How we trained YandexART to create images that people like

Published in

Yandex

15 min readApr 27, 2024

My name is Sergey Kastryulin, and I’m part of the Yandex Research team. My work focuses on computer vision and generative neural network research. In this article, I’ll tell you about the approaches behind YandexART — an image generation technology that creates images and animations from textual descriptions. YandexART powers the Shedevrum app and is available in Yandex Ads and Yandex Market. I’ll explain how we improved the efficiency of this neural network and evaluated the quality of its outputs. This article will interest experts and those looking to test the API in the cloud and incorporate image generation modules into their services and web applications.

A brief overview of YandexART’s evolution

The first experiments with image generation models at Yandex Research began two years ago. Back then, our department had accumulated some expertise in diffusion models, and the industry saw inspiring examples of what such generative technologies could do: first Imagen and DALL-E 2, then Midjourney, Stable Diffusion, and others. Over these two years, we’ve gone through several stages in our journey.

The initial experiments began with a latent model, a precursor of Stable Diffusion. As our initial data sample, we used a dataset created from user queries in a search engine. Essentially, we had a set of raw “text-image” pairs taken from the internet. However, this dataset had its flaws. The data was “noisy” and low-quality, with poorly interconnected images and text. As a result, the model trained on these underperformed across most metrics.
Then, we switched to open datasets right around when LAION emerged. Looking back, we realize that this dataset was far from perfect. But at the time, it was the only option, and with LAION, we achieved initial results that we were pleased with regarding generation quality.
Having gained some experience, we switched to our dataset-building pipeline. From then on, open datasets only comprised a small part of our entire dataset.
Moving forward, we started some serious experiments with cascaded diffusion.

A couple of years of experimentation helped us define what constitutes a high-quality dataset for generating beautiful images. In the process, we also established our criteria for this “beauty.” But beyond that, we were also constantly addressing the challenge of resource optimization. Diffusion models are often trained on large datasets, a process that demands powerful GPUs and a significant amount of time. Our focus has been continually exploring the balance between data quality and quantity during the pre-training stage, allowing for scalability through training on small sets of high-quality images.

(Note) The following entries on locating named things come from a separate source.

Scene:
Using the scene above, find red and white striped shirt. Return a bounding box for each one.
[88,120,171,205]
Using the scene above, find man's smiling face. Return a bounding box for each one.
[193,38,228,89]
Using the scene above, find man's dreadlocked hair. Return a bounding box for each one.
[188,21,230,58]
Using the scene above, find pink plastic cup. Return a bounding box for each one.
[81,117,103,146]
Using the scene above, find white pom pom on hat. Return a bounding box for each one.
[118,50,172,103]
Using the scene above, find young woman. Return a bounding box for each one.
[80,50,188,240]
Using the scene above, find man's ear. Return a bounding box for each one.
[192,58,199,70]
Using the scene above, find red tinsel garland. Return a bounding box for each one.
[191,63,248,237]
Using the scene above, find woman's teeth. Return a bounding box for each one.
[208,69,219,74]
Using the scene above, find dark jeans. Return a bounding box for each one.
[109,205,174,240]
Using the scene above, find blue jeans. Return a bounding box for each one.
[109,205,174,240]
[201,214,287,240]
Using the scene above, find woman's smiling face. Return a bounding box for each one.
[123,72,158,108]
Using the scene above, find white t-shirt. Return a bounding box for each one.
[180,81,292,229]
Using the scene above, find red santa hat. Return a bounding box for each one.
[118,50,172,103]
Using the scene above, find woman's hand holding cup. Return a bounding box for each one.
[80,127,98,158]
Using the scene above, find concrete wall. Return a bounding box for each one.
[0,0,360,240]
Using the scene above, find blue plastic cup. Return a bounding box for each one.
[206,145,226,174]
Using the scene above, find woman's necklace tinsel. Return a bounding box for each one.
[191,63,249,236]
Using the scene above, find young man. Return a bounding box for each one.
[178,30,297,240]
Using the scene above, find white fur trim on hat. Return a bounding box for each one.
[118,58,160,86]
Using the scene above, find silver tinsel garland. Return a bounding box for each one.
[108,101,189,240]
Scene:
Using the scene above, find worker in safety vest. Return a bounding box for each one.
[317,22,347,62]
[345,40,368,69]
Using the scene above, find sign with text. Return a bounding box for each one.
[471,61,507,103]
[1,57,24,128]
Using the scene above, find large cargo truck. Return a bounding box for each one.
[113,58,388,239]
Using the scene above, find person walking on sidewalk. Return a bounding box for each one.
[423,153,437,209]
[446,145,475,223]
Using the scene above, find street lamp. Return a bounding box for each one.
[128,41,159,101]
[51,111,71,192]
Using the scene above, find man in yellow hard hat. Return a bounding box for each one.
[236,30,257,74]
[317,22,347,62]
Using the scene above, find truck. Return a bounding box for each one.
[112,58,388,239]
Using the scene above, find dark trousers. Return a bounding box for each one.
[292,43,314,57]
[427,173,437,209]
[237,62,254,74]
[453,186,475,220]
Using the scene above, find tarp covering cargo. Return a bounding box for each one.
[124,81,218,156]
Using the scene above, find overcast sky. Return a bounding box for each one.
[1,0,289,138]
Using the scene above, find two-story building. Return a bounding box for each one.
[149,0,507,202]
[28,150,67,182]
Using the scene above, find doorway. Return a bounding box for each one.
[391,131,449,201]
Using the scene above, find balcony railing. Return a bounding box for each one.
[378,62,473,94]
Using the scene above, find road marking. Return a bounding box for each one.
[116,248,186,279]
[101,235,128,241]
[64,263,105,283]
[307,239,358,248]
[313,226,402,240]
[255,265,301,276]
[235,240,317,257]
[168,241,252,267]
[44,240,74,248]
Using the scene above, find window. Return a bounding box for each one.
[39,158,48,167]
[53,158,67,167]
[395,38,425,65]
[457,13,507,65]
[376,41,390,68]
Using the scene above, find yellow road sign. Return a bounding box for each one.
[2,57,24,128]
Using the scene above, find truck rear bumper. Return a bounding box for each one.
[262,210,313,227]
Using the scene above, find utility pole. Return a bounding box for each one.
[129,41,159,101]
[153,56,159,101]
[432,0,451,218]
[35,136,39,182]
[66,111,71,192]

Shedevrum is currently powered by YandexART 1.2, essentially the seventh iteration of the model (based on our internal numbering). We also use this neural network in many Yandex services and tasks:

In Yandex Business, it helps you choose a ready-made image from the neural photo stock or generate a new picture in one click.
In Yandex Browser, it helps you generate images when speaking with Alice, the virtual assistant.
In Yandex Market, we used the Outpainting mechanism to test the background generation feature for product cards.

*This is how Outpainting works in YandexART*

In closed testing, one major e-commerce network is currently testing the YandexART API for designing gift cards.
We also use generated images in other ML tasks, such as data augmentation.

Now let’s take a look at what’s under the hood of our image generation system. I’ll share our most exciting breakthroughs, how and why the training data had to be heavily filtered, and how we worked on optimizing the model’s performance to meet our output requirements.

Finding the right approach to architecture

In terms of architecture, we had two approaches to choose from, and we tried both:

Latent model. This model uses a pre-trained variational autoencoder (VAE), which has an internal representation with a spatial resolution (64×64, for example) and several channels (usually four or 16). You can generate a latent code in this space and decode it into a high-resolution image. Stable Diffusion XL and DALL-E 3 are examples of networks that use this paradigm.
Cascaded diffusion. Here, several models work sequentially: the pixel Text-to-Image model generates a low-resolution image, and subsequent models in the cascade upsample it to the desired size. This is how Imagen from Google and DALL-E 2 work.

The first approach is quite common, but image quality here is limited by the original performance of the VAE, which is often low. The VAE can be further trained to improve the quality, but this is only sometimes effective due to the following two factors. First, by using only one upscaling model, we are forced to train it for high upscaling factors (8x upscaling is typical today). This means the model should reconstruct 64 pixels from each latent code, which is challenging. Second, the task should be performed by a model with a relatively small number of parameters. Otherwise, working with large activation maps in layers close to the target resolution will cause video RAM issues.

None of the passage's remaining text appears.